Maria Berenice Dias[1]
Pouco tempo atrás, era quase paradoxal conjugar duas expressões que até pareciam contraditórias: direitos humanos e AIDS. Enquanto os direitos humanos decantam as garantias fundamentais, o resgate da cidadania e o respeito à dignidade da pessoa, a AIDS, quando do surgimento da doença, foi saudada como sendo “enfim, a punição divina contra a sodomia”. É que, em um primeiro momento, foram identificados como população de risco os homossexuais, os usuários de drogas injetáveis e quem tinha vida sexual promíscua.

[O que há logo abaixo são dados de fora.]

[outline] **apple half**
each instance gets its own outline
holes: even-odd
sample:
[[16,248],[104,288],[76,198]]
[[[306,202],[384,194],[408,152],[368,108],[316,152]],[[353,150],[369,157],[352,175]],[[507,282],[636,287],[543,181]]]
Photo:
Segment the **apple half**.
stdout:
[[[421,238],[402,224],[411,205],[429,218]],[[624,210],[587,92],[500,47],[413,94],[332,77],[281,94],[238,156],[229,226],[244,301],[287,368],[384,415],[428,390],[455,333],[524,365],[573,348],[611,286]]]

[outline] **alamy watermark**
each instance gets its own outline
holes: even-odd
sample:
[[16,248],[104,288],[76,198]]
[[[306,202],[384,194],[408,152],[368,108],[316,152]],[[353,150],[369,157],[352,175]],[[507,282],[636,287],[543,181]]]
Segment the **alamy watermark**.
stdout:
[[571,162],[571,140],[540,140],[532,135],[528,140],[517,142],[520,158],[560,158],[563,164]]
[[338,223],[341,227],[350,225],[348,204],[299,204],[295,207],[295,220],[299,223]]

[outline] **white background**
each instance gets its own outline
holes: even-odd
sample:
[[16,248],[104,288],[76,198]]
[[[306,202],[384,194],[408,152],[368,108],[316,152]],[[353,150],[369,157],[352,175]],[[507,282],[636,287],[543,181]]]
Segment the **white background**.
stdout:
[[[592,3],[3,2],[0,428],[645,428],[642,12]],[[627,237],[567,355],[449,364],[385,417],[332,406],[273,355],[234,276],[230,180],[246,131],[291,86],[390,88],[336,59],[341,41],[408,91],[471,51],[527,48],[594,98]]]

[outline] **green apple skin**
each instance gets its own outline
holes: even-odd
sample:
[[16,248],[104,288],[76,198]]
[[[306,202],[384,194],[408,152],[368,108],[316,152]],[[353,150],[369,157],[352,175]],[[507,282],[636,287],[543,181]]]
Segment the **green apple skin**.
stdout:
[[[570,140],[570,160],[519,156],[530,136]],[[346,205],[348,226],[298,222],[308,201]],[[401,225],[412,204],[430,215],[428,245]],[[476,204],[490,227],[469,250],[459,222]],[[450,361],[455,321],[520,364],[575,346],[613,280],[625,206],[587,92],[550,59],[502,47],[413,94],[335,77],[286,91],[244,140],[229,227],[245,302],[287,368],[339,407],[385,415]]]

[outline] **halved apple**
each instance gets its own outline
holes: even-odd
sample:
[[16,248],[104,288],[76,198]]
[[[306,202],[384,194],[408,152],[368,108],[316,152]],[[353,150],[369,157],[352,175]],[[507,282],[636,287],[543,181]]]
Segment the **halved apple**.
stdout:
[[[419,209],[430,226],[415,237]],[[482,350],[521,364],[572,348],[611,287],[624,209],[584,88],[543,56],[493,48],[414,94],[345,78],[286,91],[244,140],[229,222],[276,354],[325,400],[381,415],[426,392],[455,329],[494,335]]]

Passados vinte anos, a epidemia se alastrou de forma assustadora e, segundo a OMS, atinge hoje 42 milhões de pessoas no mundo. Desse número, 30 milhões encontram-se no continente africano e a metade dos infectados são mulheres. De tais dados se pode concluir que o vírus atinge, em sua maioria, negros, mulheres e homossexuais, segmentos sociais histórica e culturalmente discriminados, parcelas da população alvo da exclusão social.
A invisibilidade a que sempre foram submetidos todos os que refogem ao modelo masculino, branco e heterossexual permite reconhecer que não vivemos uma democracia. Mais da metade da população, pelo simples fato de pertencer ao sexo feminino, está praticamente alijada do poder, seu trabalho tem menos valor e sequer sua inviolabilidade corporal é respeitada. Outra parcela, que também supera a metade da população brasileira, é a de “não-brancos”, que são nominados das mais diversas formas, mas estão fora das universidades e em sua maioria vivem abaixo da linha da miséria. Igualmente não se pode ver uma democracia onde não há sequer o respeito à diversidade de inclinação sexual, pois quem não corresponde ao modelo da heterossexualidade não tem o direito a uma vida afetiva merecedora de proteção legal.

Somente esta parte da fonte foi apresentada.